Gas Pipelines in Virginia’s Reconfigured Energy Future
The furor over construction of the Atlantic Coast Pipeline (ACP) and the Mountain Valley Pipeline (MVP) continues unabated this week. News reports have highlighted legislators in Richmond joining pipeline protesters outside the state Capitol and, more colorfully, the antics of a dissident known as “Red” who has ensconced herself in a tree to block clearance of the pipeline route. But the combatants and the media are overlooking the biggest story of all — how the pipelines fit into Virginia’s energy future defined by electric grid modernization and carbon cap-and-trade.
The immediate issue revolves around state regulation of pipeline crossings over mountain streams in the pipeline paths. Foes worry that construction on steep, erosion-prone mountain slopes in karst terrain marked by sinkholes and underground streams will cause sediment runoff to harm wells and other water supplies. State Sen. John Edwards, D-Roanoke, expressed the apocalyptic views of many when he said that the proposed 303-mile Mountain Valley Pipeline “could ruin our way of life.”
ACP spokesman Aaron Ruby reiterated the pipeline’s assertion that the 600-mile pipeline had received “the most thorough regulatory review of any infrastructure project in Virginia history.” In its 25-year history as an agency, confirmed a Department of Environmental Quality spokesperson earlier this month, DEQ has never conducted a project review on the scale of either pipeline.
But pipeline foes say that the regulatory views still aren’t rigorous enough and that DEQ should issue permits for hundreds of individual stream crossings to address the unique conditions at each site.
That line of argumentation led to what may be the best rhetorical flourish of the entire controversy (sympathize with him or not) by Dennis Martire, mid-Atlantic vice president of the Laborers International Union of North America. Martire termed the call for more intensive review of water crossings an attempt to “distort and politicize” the regulatory process. “No doubt,” he said, “the next thing they’ll demand is a pebble-by-pebble analysis.”
The battle over the pipelines has become a stand-in for the larger fight over national energy policy, sucking in the emotional energy of the global warming controversy. Foes say that there is no public necessity for either pipeline. Instead of building infrastructure that transgresses landowner rights and cuts ugly swaths through pristine mountain vistas, Virginia should be pushing measures to improve energy efficiency and install more wind and solar.
Proponents stand by their assertion that natural gas, while not a zero-carbon source of electricity, is a low-carbon source of electricity, a complement to wind and solar power, and a necessary part of Virginia’s energy future. Opposition to the ACP pipeline, says spokesman Ruby, “will slow down our region’s transition from coal to cleaner energy sources, delaying improvements to our environment.”

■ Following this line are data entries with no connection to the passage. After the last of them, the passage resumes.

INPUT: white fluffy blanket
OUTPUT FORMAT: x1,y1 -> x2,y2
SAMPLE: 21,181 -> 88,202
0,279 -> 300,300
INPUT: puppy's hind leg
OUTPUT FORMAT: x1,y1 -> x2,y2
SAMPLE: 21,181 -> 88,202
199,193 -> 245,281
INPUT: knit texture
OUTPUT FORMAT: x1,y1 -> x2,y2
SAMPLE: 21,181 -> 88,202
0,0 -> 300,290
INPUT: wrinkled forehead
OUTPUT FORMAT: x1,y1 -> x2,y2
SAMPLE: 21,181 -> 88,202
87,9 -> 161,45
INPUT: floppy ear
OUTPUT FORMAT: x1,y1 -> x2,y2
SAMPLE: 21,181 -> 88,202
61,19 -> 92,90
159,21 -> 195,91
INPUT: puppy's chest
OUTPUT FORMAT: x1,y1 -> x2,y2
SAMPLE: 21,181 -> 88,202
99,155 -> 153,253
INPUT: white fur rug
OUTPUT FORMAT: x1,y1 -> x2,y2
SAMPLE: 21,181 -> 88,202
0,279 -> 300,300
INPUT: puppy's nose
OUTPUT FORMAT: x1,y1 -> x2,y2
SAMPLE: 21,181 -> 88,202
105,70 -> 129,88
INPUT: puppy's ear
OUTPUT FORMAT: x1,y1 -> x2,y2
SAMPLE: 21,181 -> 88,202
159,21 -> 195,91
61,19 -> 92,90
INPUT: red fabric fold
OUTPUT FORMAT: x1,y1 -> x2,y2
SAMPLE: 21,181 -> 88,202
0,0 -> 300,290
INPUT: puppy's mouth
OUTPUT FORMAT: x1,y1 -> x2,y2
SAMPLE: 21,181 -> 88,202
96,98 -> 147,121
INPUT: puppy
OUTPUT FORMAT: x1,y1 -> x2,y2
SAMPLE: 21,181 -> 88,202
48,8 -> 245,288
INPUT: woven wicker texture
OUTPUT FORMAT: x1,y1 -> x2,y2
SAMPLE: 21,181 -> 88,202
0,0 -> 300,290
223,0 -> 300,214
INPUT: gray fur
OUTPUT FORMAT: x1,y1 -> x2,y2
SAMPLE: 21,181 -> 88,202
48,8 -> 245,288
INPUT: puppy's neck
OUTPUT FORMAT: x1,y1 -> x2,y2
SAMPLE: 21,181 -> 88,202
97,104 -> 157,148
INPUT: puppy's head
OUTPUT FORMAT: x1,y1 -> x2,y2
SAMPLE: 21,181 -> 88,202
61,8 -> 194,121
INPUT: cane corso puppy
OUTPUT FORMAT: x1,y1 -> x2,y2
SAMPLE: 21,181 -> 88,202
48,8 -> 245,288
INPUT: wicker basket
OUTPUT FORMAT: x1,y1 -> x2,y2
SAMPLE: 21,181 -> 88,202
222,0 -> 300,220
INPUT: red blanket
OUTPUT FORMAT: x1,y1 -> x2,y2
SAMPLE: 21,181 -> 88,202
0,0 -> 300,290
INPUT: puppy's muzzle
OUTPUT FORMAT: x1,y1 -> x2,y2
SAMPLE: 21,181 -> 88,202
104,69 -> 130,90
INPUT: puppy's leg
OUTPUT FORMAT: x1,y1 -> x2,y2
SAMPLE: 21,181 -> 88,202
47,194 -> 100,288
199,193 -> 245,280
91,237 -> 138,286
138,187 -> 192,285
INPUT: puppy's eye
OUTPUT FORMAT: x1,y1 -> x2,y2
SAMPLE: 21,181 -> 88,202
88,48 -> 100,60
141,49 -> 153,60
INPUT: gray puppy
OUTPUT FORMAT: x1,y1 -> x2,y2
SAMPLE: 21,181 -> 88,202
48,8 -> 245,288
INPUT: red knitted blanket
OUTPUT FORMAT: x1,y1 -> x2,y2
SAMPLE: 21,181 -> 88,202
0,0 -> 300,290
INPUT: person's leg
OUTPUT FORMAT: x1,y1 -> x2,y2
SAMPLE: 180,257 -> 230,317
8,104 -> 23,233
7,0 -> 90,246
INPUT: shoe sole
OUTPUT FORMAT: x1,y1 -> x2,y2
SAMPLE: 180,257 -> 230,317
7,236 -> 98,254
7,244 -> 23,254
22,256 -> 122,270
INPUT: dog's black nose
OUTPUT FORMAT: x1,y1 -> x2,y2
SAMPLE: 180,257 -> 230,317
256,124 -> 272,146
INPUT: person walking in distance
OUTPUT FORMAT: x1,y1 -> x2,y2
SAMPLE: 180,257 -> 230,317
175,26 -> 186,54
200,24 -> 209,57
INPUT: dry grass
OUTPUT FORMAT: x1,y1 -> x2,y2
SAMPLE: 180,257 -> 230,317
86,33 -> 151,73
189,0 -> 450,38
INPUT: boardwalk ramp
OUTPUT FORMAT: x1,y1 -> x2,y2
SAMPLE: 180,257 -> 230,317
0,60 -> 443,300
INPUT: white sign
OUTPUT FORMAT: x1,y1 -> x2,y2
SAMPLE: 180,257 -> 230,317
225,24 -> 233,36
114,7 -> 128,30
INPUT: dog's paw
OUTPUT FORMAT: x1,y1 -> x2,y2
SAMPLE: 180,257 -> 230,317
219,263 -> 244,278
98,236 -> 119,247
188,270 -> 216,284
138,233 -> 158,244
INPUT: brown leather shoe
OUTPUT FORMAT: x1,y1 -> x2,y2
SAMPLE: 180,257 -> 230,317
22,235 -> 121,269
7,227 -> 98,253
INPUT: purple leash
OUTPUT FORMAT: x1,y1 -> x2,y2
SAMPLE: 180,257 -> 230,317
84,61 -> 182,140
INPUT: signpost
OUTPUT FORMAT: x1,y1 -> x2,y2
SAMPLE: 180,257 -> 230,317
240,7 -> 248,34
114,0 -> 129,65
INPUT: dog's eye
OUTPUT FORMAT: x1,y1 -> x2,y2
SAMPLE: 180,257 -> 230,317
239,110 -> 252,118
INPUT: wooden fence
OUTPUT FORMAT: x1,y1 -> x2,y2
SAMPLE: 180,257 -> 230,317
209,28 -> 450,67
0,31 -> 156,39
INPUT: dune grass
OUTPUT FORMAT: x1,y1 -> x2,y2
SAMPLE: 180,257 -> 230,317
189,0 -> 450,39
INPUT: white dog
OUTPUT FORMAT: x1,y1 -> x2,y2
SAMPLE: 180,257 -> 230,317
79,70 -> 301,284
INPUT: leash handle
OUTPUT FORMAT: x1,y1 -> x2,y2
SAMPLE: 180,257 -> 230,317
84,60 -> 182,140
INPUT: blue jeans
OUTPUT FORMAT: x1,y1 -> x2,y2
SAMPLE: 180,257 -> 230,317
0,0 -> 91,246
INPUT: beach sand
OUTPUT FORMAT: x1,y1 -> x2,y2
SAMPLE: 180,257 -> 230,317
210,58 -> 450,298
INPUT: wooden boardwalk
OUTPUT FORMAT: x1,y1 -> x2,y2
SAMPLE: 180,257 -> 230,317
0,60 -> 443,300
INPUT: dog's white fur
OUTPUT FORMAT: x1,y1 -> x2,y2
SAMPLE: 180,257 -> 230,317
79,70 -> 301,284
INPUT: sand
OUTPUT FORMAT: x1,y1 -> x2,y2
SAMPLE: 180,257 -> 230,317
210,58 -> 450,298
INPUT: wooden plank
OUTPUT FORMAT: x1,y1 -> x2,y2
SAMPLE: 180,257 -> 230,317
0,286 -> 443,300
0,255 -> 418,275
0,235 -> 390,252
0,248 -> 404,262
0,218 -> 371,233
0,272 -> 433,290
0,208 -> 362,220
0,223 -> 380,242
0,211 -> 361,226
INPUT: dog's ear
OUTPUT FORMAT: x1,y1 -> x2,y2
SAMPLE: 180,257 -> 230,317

The ACP and MVP were launched in 2014 under very different political, regulatory, and market conditions than today. The Obama administration, which took global warming very seriously, looked favorably upon natural gas as a lower-carbon alternative to coal and upon nuclear power as a zero-carbon energy source. At the time, it seemed eminently reasonable for electric utilities to plan to further shift their generating portfolios from coal to gas and to increase pipeline capacity to serve their service territories.
But the environmental movement leapfrogged ahead of the Obama administration. The leading edge of the green movement ceased regarding natural gas as a benign fuel, arguing that if one included methane leakage from gas wells and pipelines, not just the combustion of gas in power plants, the fuel contributed as much to global warming as coal. They contended that Virginia lagged other states in embracing energy-efficiency and that the potential existed to bend the demand curve much lower, obviating the need to add new gas-fired generating capacity. Some environmental groups, but not all, went so far as to advocate that Virginia phase out its nuclear units as well.